Ketua TP PKK Provinsi Bali: Usaha Tata Rias Harus Berpedoman pada Adat dan Tradisi

(Baliekbis.com),Ketua TP PKK Provinsi Bali Ny. Putri Koster mengatakan setidaknya ada tiga organisasi yang mewadahi para ahli tata rias dan pengusaha salon yaitu Asosiasi Rias Pengantin Modifikasi dan Modern Indonesia (KATALIA), Himpunan Ahli Tata Rias Pengantin Indonesia (HARPI MELATI) dan Tiara Kusuma yang mewadahi para ahli kecantikan dan pengusaha salon.

“Ketiga organisasi itu saya harapkan dapat melaksanakan tugas dan tangung jawab, tetap bersinergi dengan program pemerintah,” ujar Putri Koster saat menghadiri Musyawarah Daerah ke-5 yang dirangkai dengan pelantikan pengurus Persatuan Ahli Kecantikan dan Pengusaha Salon Indonesia yang tergabung dalam wadah DPD Tiara Kusuma Provinsi Bali, Minggu (8/3/2020) di Ballroom Quest Hotel Denpasar.

Dalam berkreativitas, mereka yang bergerak dalam usaha salon dan tata rias diharapkan tetap berpedoman pada dua hal, yaitu upaya pelestarian dan pengembangan budaya Bali. Jangan sampai keduanya berbenturan. Ketiga organisasi harus bersinergi dalam dua ruang ini yaitu pelestarian dan pengembangan.

“Saya mengamati, tren tata rias, khususnya tata rias pengantin Bali mengalami perkembangan yang sangat pesat. Untuk itu mereka yang bergerak di bidang usaha tata rias harus tetap berpedoman pada adat dan tradisi, khususnya bila riasan dan busana itu dikenakan untuk ranah adat,” jelas Putri Koster.
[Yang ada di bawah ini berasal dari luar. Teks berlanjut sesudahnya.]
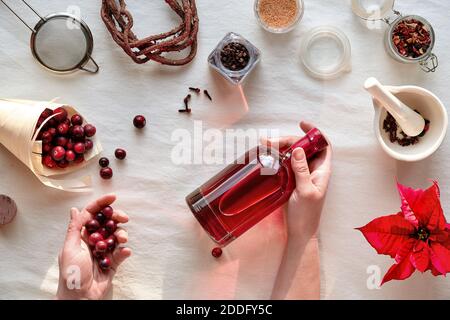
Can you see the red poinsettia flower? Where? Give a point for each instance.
(418, 237)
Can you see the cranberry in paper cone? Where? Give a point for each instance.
(18, 133)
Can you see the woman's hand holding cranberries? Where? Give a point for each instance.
(90, 256)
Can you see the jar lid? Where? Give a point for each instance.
(326, 52)
(372, 10)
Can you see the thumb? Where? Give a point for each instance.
(301, 170)
(73, 236)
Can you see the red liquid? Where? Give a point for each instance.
(244, 193)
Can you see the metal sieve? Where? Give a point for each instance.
(61, 42)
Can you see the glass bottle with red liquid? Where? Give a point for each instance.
(249, 189)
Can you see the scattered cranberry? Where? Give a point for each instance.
(60, 114)
(70, 155)
(120, 154)
(79, 158)
(105, 263)
(79, 147)
(61, 141)
(76, 120)
(77, 132)
(94, 238)
(63, 128)
(106, 173)
(49, 162)
(100, 217)
(110, 226)
(92, 226)
(58, 153)
(89, 130)
(216, 252)
(111, 243)
(63, 163)
(108, 212)
(103, 162)
(139, 121)
(98, 255)
(46, 148)
(88, 144)
(69, 145)
(52, 131)
(101, 246)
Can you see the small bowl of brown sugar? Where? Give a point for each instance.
(279, 16)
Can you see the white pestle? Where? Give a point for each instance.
(409, 121)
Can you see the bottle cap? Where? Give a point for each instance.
(8, 209)
(317, 140)
(312, 143)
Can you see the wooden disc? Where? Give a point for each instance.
(8, 209)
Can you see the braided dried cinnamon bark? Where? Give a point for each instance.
(119, 22)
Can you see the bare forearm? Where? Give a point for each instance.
(299, 273)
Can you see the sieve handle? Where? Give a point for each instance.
(20, 18)
(95, 68)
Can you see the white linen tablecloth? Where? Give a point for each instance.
(171, 253)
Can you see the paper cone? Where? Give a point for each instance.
(18, 119)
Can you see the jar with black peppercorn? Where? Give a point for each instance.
(234, 58)
(409, 38)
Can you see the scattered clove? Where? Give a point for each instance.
(196, 90)
(186, 104)
(207, 94)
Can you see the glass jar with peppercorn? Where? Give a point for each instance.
(234, 58)
(409, 39)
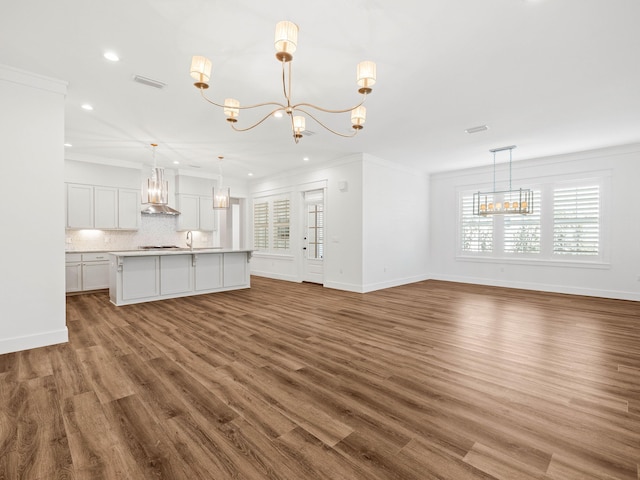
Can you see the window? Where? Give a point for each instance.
(522, 232)
(576, 220)
(565, 225)
(476, 231)
(281, 214)
(261, 226)
(271, 224)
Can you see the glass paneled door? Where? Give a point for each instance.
(314, 236)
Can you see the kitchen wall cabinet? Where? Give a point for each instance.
(86, 271)
(196, 213)
(105, 208)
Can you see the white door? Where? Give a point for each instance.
(313, 244)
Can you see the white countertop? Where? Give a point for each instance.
(176, 251)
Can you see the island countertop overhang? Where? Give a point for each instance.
(177, 251)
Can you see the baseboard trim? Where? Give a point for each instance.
(542, 287)
(27, 342)
(394, 283)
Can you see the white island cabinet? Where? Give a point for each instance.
(145, 276)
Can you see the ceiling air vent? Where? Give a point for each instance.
(149, 82)
(478, 129)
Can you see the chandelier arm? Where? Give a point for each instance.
(279, 105)
(327, 128)
(327, 110)
(257, 123)
(209, 100)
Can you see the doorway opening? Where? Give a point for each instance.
(313, 245)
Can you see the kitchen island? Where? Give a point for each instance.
(137, 276)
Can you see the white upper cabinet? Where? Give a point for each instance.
(105, 208)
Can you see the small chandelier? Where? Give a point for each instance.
(221, 194)
(286, 41)
(505, 202)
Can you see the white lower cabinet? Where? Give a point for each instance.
(208, 271)
(73, 272)
(136, 277)
(140, 277)
(176, 274)
(235, 269)
(86, 271)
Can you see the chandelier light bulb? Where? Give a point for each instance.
(358, 117)
(200, 71)
(231, 109)
(286, 40)
(366, 74)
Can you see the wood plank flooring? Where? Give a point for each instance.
(433, 380)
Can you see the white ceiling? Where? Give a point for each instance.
(550, 76)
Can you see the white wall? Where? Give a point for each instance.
(617, 277)
(370, 243)
(395, 220)
(32, 286)
(343, 223)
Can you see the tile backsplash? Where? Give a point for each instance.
(154, 230)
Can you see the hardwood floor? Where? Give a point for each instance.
(432, 380)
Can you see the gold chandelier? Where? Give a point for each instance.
(503, 202)
(286, 41)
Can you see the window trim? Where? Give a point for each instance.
(545, 257)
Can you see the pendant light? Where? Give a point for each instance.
(221, 194)
(158, 191)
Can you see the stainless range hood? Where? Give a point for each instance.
(159, 209)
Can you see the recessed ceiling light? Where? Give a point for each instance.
(479, 128)
(112, 56)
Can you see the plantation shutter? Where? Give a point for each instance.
(261, 226)
(281, 219)
(476, 231)
(522, 232)
(576, 220)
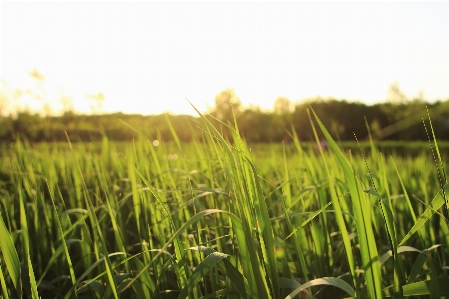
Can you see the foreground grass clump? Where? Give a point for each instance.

Dikatakan dalam tata rias pengantin Bali, leluhur telah mewariskan etika berbusana yang sangat elegan dan penuh estetika yang dibagi dalam beberapa tingkatan, yaitu payas agung dan madya. Riasan mulai dari ujung rambut hingga ujung kaki telah ada pakemnya, dan bila diikuti akan menghasilkan tata rias yang anggun.
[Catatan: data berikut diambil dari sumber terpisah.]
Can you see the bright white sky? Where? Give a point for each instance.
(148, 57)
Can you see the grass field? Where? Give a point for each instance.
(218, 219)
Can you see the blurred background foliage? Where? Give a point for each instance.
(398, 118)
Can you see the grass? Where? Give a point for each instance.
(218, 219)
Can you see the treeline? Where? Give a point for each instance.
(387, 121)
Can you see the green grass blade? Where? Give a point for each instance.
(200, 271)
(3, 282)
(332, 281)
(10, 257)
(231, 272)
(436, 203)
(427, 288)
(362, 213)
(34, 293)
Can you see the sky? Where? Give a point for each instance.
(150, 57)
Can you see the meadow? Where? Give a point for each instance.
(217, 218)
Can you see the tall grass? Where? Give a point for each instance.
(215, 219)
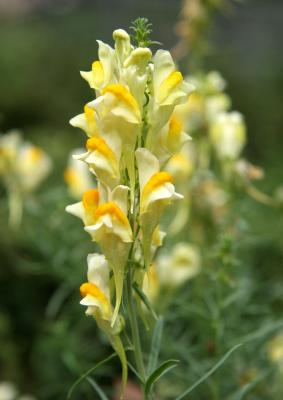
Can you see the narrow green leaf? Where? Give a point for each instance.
(87, 373)
(250, 386)
(155, 346)
(158, 373)
(145, 300)
(210, 372)
(97, 388)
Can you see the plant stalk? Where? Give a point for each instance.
(134, 326)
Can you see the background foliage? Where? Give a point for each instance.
(45, 340)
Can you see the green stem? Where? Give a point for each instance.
(15, 209)
(134, 326)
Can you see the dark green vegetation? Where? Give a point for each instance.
(46, 341)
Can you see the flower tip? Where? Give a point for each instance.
(120, 34)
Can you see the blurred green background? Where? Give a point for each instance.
(43, 46)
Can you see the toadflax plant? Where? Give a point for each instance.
(132, 134)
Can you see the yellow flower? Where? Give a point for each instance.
(86, 121)
(171, 139)
(168, 84)
(181, 264)
(102, 71)
(96, 293)
(228, 135)
(103, 158)
(156, 191)
(96, 297)
(77, 176)
(169, 90)
(112, 231)
(86, 208)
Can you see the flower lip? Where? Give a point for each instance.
(123, 95)
(115, 212)
(99, 144)
(169, 83)
(90, 199)
(158, 179)
(93, 290)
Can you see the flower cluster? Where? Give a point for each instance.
(132, 133)
(23, 167)
(77, 176)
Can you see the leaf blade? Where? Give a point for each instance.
(155, 345)
(165, 367)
Dengan alasan memenuhi permintaan pengantin, belakangan ini banyak terjadi modifikasi dalam tata rias dan penggunaan busana adat Bali. Misalnya penambahan jubah yang sangat panjang hingga memenuhi halaman rumah, tinggi bunga juga terkadang tidak mengindahkan ukuran wajah si pengantin hingga kemudian menimbulkan hal yang tidak pas dan secara estetika sangat mengganggu.

Bila aturan tata rias yang diwariskan leluhur diindahkan, tata rias pengantin Bali sebenarnya sudah pas dengan pemakainya. Landasan seorang perias adalah etika, estetika dan norma. Dalam penggunaan busana pengantin, penglingsir juga sudah memperhitungkan mana wilayah seksi. Jadi seksi itu tidak harus memperlihatkan kulit ari.

Untuk itu, Putri Koster berharap kepada mereka yang bergerak di bidang tata rias, ikut memikul tanggung jawab pelestarian. Modifikasi jangan kebablasan hingga anak cucu tak mengenal lagi payas Bali. “Saya tidak mengekang kreativitas dan kemajuan di bidang tata rias, namun ranah penggunaannya harus tepat. Untuk ranah adat, harus tetap lestari sesuai pakem,” jelasnya.

Putri Koster juga mendorong adanya FGD tiga organisasi yang begerak dalam usaha tata rias dan salon sehingga ada satu pemahaman dalam upaya pelestarian dan pengembangan. OPD terkait diminta merancang payung hukum agar keberadaan seluruh pengusaha salon dan tata rias bisa diwadahi untuk mencegah perang harga.

Selain itu, payung hukum ini juga dibutuhkan untuk mencegah malpraktek dalam dunia kecantikan, karena belakangan banyak wanita yang ingin kulitnya jadi lebih putih atau hidung mancung. Padahal belum tentu sebuah produk yang ditawarkan salon kecantikan aman bagi mereka. Yang ada, bukannya tambah cantik, tapi malah sebaliknya.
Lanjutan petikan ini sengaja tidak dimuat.